Wicked kings Ahab (1 Kings 16-22), Ahaziah (1 Kings 22), Joram (2 Kings 9), and Jehu (2 Kings 9) ruled in the Northern Kingdom, and Elijah and Elisha were Jehovah’s prophets of righteousness during those spiritually dark days. Their miraculous adventures are recorded in the last few chapters of First Kings and the first chapters of Second Kings… you really should read them again!

Elisha, the later of the two great men, provided a widow with an abundance of valuable oil to save her children from slavery (2 Kings 4:1–7).
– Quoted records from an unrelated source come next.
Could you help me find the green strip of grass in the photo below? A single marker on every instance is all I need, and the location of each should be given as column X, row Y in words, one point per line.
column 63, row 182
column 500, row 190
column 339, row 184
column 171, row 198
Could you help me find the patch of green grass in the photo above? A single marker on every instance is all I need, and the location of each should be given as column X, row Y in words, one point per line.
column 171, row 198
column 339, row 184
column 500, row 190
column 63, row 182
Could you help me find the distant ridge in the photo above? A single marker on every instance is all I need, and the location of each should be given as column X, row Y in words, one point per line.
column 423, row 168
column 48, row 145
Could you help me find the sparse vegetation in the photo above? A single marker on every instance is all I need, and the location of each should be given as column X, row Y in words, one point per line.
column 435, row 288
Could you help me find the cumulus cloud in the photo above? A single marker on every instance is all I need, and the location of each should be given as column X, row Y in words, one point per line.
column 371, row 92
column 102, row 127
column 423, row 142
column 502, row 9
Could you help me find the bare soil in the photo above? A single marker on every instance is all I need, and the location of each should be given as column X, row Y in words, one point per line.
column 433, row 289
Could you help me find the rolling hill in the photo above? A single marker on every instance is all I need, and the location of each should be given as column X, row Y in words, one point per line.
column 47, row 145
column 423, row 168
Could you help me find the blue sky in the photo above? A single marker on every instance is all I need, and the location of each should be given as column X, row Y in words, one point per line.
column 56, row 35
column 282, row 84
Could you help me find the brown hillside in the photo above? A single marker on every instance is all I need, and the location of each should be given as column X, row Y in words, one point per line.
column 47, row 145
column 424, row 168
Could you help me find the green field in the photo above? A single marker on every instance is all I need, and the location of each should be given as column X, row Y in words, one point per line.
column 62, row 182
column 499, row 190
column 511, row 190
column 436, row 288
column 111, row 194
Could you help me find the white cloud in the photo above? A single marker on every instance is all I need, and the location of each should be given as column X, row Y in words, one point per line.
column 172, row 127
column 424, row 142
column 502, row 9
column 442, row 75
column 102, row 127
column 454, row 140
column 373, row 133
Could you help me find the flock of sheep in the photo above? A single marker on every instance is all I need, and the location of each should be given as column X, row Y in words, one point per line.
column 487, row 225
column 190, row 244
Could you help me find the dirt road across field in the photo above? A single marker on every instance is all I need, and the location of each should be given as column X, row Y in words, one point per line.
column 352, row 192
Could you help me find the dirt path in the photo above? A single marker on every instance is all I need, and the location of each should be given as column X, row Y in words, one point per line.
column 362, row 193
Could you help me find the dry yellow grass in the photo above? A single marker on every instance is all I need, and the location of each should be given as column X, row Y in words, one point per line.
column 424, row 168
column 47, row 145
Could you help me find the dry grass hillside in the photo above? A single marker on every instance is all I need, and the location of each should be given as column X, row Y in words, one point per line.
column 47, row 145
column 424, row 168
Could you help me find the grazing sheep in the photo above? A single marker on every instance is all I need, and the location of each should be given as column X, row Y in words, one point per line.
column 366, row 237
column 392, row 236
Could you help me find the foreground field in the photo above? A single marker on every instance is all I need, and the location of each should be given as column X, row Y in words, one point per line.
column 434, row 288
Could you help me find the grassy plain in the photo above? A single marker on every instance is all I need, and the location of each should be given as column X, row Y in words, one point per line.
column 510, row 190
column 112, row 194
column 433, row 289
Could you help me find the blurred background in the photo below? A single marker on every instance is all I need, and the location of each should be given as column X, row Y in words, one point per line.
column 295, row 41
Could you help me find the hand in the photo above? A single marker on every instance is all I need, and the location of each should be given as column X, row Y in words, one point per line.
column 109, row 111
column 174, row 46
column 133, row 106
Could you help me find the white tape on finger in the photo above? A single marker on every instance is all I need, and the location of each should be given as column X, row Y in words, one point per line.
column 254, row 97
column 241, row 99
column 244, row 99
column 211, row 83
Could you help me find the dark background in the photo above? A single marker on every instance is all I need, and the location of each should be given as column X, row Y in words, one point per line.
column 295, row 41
Elisha made a poisonous stew edible (2 Kings 4:38–41), fed a hundred men by multiplying limited resources (2 Kings 4:42–44), and miraculously provided water for thirsting armies (2 Kings 3:13–22). Once he made an iron ax head float (2 Kings 6:5–7). Through Elisha, God provided healing to the leprous Naaman (2 Kings 5:1-27), and he raised a dead boy back to life (2 Kings 4:8-27).

It appears to me that the rebellious Israelites should have seen God’s miraculous provisions and been drawn to repentance, but they were not! About a hundred years after Elisha, the Northern Kingdom fell to Assyria and their people were carried into captivity and slavery. Maybe their story is a warning, a cautionary tale for America! Repent and turn to God or God’s wrath is inevitable.

In my estimation, the most memorable and meaningful moment in Elisha’s story came at the little village of Dothan (2 Kings 6) during a time when Syria (Aram) was warring against Israel. Syria’s king, Ben-Hadad, became convinced that there was a spy within his inner-circle when, in fact, God was miraculously using the prophet, Elisha, to inform Israel’s king concerning Syria’s military strategies and troop movements. When Ben-Hadad learned of Elisha’s insights, “he sent horses, chariots, and a massive army there. They went by night and surrounded the city” (2 Kings 6:14).

Early in the morning, Elisha’s servant looked out the window and saw Syria’s great army amassed outside the city walls. In every direction, well-trained, well-armed Syrian soldiers stood ready to attack. Quickly, the servant called for Elisha. “Oh, my master, what are we to do?” (2 Kings 6:15). The fearless and faithful prophet could see what the servant could not, so he prayed. “ ‘Lord, please open his eyes and let him see.’ So the Lord opened the servant’s eyes, and he saw that the mountain was covered with horses and chariots of fire all around Elisha” (2 Kings 6:17). Multitudes of mighty angelic warriors in blazing chariots!

With Spirit-enabled vision, Elisha confidently declared, “Don’t be afraid, for those who are with us outnumber those who are with them” (2 Kings 6:16). Surrounded by an evil enemy, Elisha saw the Syrians like David saw Goliath. “David said to the Philistine, ‘You come against me with a sword, spear, and javelin, but I come against you in the name of the Lord of Armies… it is not by sword or by spear that the Lord saves, for the battle is the Lord’s’ ” (1 Samuel 17:45–47).

Today, by God’s grace, we can see that the “struggle is not against flesh and blood, but against the rulers, against the authorities, against the cosmic powers of this darkness, against evil, spiritual forces in the heavens” (Ephesians 6:12) and we can proclaim, “those who are with us outnumber those who are with them” … “for the battle is the Lord’s.”